The most famous resident of the ancient town of Yodfat (Jotapata), nestled between the hills of the Galilee, was Yosef Ben Matityahu – otherwise known as the historian Josephus Flavius; author of ‘The Jewish War‘.
When the Great Revolt against the Romans broke out in the year 66 CE, the town was fortified with a wall – probably under orders from Yosef Ben Matityahu himself. In the summer of the year 67 CE, the Romans besieged the town and a fierce battle took place during the next 47 days, culminating in the fall of the town, the slaughter of most of its residents and Yosef Ben Matityahu being taken prisoner.

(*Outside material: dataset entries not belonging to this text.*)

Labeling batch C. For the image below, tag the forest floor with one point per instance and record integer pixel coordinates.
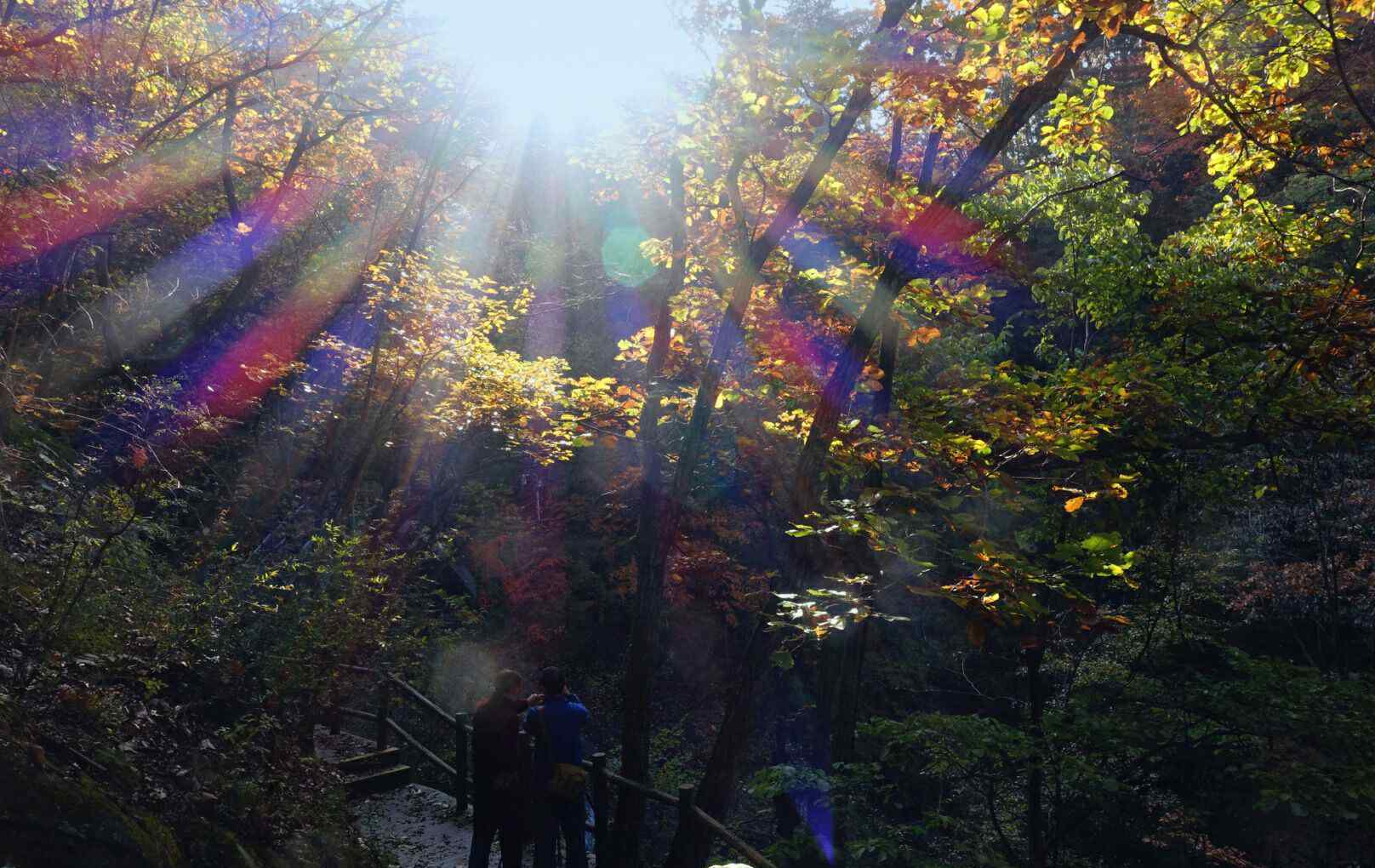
(414, 823)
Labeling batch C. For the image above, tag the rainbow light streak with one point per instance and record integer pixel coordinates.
(39, 219)
(812, 805)
(256, 361)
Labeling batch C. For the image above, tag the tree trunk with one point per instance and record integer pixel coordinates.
(642, 653)
(1036, 776)
(801, 555)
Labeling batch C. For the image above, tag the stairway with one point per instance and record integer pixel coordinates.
(366, 772)
(411, 821)
(374, 772)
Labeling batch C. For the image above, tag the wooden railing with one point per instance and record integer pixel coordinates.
(602, 780)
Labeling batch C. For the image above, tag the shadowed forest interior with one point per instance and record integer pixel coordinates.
(935, 432)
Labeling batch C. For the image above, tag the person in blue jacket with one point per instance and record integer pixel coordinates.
(556, 727)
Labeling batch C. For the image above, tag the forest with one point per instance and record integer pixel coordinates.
(938, 432)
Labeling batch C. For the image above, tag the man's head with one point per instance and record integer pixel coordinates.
(551, 681)
(505, 682)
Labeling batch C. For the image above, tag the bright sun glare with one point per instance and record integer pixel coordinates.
(575, 64)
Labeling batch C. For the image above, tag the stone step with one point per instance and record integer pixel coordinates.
(362, 761)
(384, 780)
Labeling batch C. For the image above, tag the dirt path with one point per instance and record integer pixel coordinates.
(415, 823)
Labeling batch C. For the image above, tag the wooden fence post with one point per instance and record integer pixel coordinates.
(527, 756)
(305, 725)
(461, 763)
(334, 707)
(602, 809)
(384, 700)
(687, 816)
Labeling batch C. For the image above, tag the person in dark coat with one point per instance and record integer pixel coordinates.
(556, 725)
(498, 790)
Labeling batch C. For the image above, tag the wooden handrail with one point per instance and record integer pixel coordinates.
(421, 699)
(734, 841)
(689, 812)
(415, 743)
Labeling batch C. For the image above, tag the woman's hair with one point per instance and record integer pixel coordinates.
(504, 681)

“And on this day it was that the Romans slew all the multitude that appeared openly; but on the following days they searched the hiding-places, and fell upon those that were under ground, and in the caverns, and went thus through every age, excepting the infants and the women, and of these there were gathered together as captives twelve hundred; and as for those that were slain at the taking of the city, and in the former fights, they were numbered to be forty thousand. So Vespasian gave order that the city should be entirely demolished, and all the fortifications burnt down. And thus was Jotapata taken, in the thirteenth year of the reign of Nero, on the first day of the month Panemus [Tamuz].” (The Jewish War, 3.336)
Archaeological excavations have revealed the town’s fortifications, ruined and burnt houses, the remains of hundreds of the dead and arrow heads and ballista stones used by the Romans to conquer the town. A walk among the ruins also leads one to caves used by the town’s residents as hiding places and many water cisterns.